ETS to roll out new GRE in September

Students who want to apply to graduate school next year will not be able to take the Graduation Record Examinations at the end of this summer.

Educational Testing Service — the company that creates and administers the GRE — announced in early February that it is revising the test to be more reflective of graduate-level thinking and analysis.

The last administration of the current GRE will be July 31, and the first revised exam will be given Sept. 10, 15 or 16, depending on location. There will also be a test date Sept. 29.

According to information on the ETS Web site, the changes will make the exam more secure and user-friendly and will reduce students’ ability to simply memorize answers.

Instead of the current adaptive test format, where students are asked different questions based on their performance within the exam, the new GRE will ask the same questions of all test-takers.
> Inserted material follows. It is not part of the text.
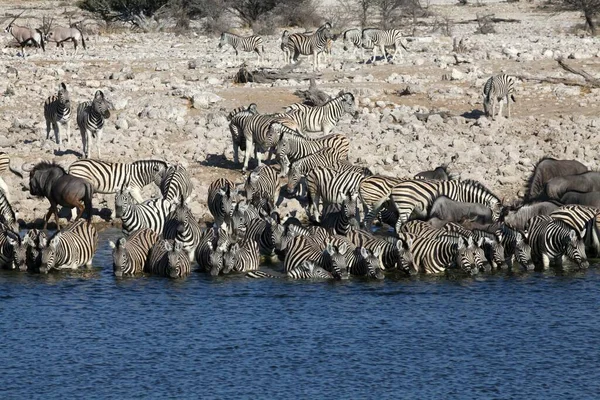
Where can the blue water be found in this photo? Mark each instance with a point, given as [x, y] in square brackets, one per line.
[86, 334]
Each section of the exam will change in both format and question type, with testing objectives including new, open-ended critical thinking and application-based problems in addition to traditional multiple-choice questions.

Sid Richardson College junior Steve Bryant said he is not planning to go to graduate school but may take the GRE in case he changes his mind.

He said he thinks the old format of the test seems easier because he is used to more multiple choice questions.

“[Asking more open questions] is probably a better way to test people,” Bryant, a mechanical engineering major, said. “It’s more involved, and my guess is you’d be able to distinguish candidates better. At the same time, I don’t really like it because it needs more preparation.”

Jones College junior Martha Farnsworth said she is planning to take the exam before it changes because it will become more difficult in September.

“The length of the exam is increasing to four hours from two and a half,” Farnsworth, a psychology major, said. “Any exam that is four hours is going to be miserable.”

Farnsworth also said she thinks the lack of tests in August will be inconvenient because students generally study during the first part of the summer.

“It’s going to shorten the amount of time people have to study,” she said. “But if they need the time, then they need the time.”

The revised GRE also comes with a new scoring system — the mean of the scores will be 150 on a scale of 130 to 170, with 1-point increments. ETS will provide a concordance table to correlate old and new scores.

Registration for the revised GRE begins July 1. Results for the first exam will be released in early November to allow for score calibration, but subsequent exam grades will be returned 15-16 days after the test date.